Nvidia is using its CUDA ecosystem and unified memory architecture to build a similar integrated hardware and software experience to Apple's in the Windows camp. The difference is that Apple built its own firewall, while Nvidia needs to convince Microsoft and ISVs to build it together. Adobe's willingness to start from the ground up at least shows that the first brick of this wall has been laid.

Beyond the specifications on paper

Let's get back to the most practical question: Can these devices actually be bought, and what is the experience like once you have them?

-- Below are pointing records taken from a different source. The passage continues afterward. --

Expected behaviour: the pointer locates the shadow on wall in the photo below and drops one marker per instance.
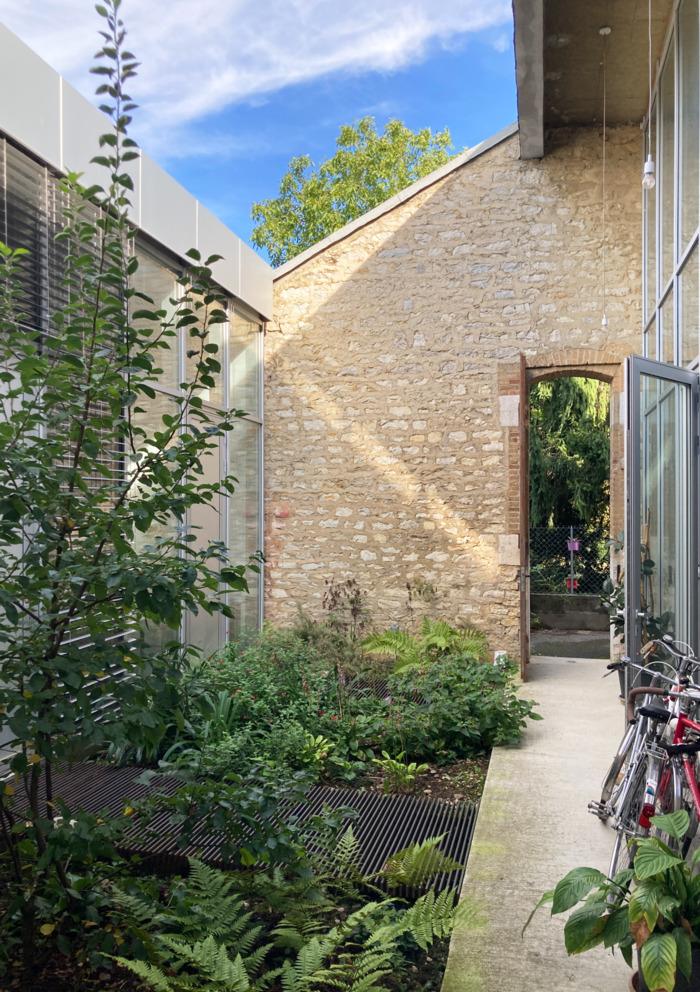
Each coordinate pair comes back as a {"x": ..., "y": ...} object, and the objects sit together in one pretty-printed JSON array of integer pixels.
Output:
[{"x": 386, "y": 446}]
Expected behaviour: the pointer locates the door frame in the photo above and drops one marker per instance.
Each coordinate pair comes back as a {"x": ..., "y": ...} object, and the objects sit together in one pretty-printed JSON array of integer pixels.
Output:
[{"x": 636, "y": 367}]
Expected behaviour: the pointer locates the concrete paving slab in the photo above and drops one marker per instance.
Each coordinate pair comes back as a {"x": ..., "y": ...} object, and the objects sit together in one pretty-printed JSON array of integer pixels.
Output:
[{"x": 534, "y": 827}]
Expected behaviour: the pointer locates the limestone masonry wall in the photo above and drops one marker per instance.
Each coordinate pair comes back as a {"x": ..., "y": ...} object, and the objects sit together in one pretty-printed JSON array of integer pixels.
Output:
[{"x": 391, "y": 441}]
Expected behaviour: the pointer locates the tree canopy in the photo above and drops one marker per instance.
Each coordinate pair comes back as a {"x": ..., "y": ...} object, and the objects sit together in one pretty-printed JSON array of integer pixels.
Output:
[
  {"x": 569, "y": 453},
  {"x": 367, "y": 169}
]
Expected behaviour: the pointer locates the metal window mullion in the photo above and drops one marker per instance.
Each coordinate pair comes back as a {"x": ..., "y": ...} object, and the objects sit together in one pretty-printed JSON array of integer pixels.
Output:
[
  {"x": 261, "y": 529},
  {"x": 676, "y": 186}
]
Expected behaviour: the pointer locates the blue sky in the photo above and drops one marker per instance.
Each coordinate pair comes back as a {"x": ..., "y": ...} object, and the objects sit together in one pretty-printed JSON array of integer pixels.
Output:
[{"x": 229, "y": 93}]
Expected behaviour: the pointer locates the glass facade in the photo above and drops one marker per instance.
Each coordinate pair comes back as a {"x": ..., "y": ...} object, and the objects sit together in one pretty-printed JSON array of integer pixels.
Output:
[
  {"x": 237, "y": 519},
  {"x": 31, "y": 204},
  {"x": 671, "y": 211}
]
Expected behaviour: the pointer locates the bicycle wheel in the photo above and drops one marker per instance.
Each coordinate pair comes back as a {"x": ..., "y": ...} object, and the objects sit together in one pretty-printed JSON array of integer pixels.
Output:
[
  {"x": 616, "y": 774},
  {"x": 627, "y": 827},
  {"x": 669, "y": 798}
]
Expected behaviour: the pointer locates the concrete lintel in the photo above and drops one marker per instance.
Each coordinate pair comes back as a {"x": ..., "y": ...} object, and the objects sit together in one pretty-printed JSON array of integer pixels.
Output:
[{"x": 529, "y": 74}]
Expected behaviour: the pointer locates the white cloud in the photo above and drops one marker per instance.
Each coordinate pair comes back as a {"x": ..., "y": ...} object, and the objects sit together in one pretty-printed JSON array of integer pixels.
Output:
[{"x": 198, "y": 57}]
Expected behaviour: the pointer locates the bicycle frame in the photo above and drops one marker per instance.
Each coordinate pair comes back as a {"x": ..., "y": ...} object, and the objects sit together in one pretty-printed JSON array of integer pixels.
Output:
[{"x": 684, "y": 723}]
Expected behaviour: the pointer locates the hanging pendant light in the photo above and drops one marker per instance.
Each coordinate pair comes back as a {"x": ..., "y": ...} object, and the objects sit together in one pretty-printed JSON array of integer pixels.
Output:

According to information released by Nvidia, the first RTX Spark devices will be available this fall, including thin and light laptops and compact desktops from ASUS, Dell, HP, Lenovo, Microsoft Surface, and MSI. Acer and Gigabyte models will follow later. Specific pricing and exact release dates for all OEMs have not yet been announced.

More critical than pricing are several unknowns at the physical level. How to balance power consumption and heat dissipation when cramming a 1 petaflop computing power chip into a thin and light laptop? How will RTX Spark perform in everyday office work and battery life in non-AI scenarios? Will the actual bandwidth of 128GB of unified memory be significantly reduced in a laptop form factor due to power consumption limitations?

These issues are the real test of industrialization. The peak computing power of a chip on an engineering prototype and its actual performance in the hands of a consumer for 8 hours a day are often two different things. Nvidia emphasized the energy efficiency of RTX Spark at the launch event, but did not provide specific TDP values or battery life data.

From the perspective of the PC industry landscape, the emergence of RTX Spark signifies the formation of a new division of labor. For the past thirty years, the core chip power in the PC market has been held by x86 processor manufacturers. While GPU manufacturers have become increasingly important, they have always been considered "components plugged into the motherboard." Nvidia's latest offering is a complete SoC, integrating everything from the CPU to the GPU to the memory controller, with the Arm architecture CPU portion designed by MediaTek. The power structure of the PC industry chain is shifting from "x86 CPU plus an optional GPU" to "GPU-centric SoC platforms."

This shift won't happen overnight. OEM pricing strategies, actual product energy efficiency, ISV software adaptation progress, and enterprise customer procurement verification cycles—each factor will determine whether RTX Spark becomes a new benchmark for the PC industry or just another high-profile but ultimately disappointing technology demonstration. The answer won't be known until at least this fall.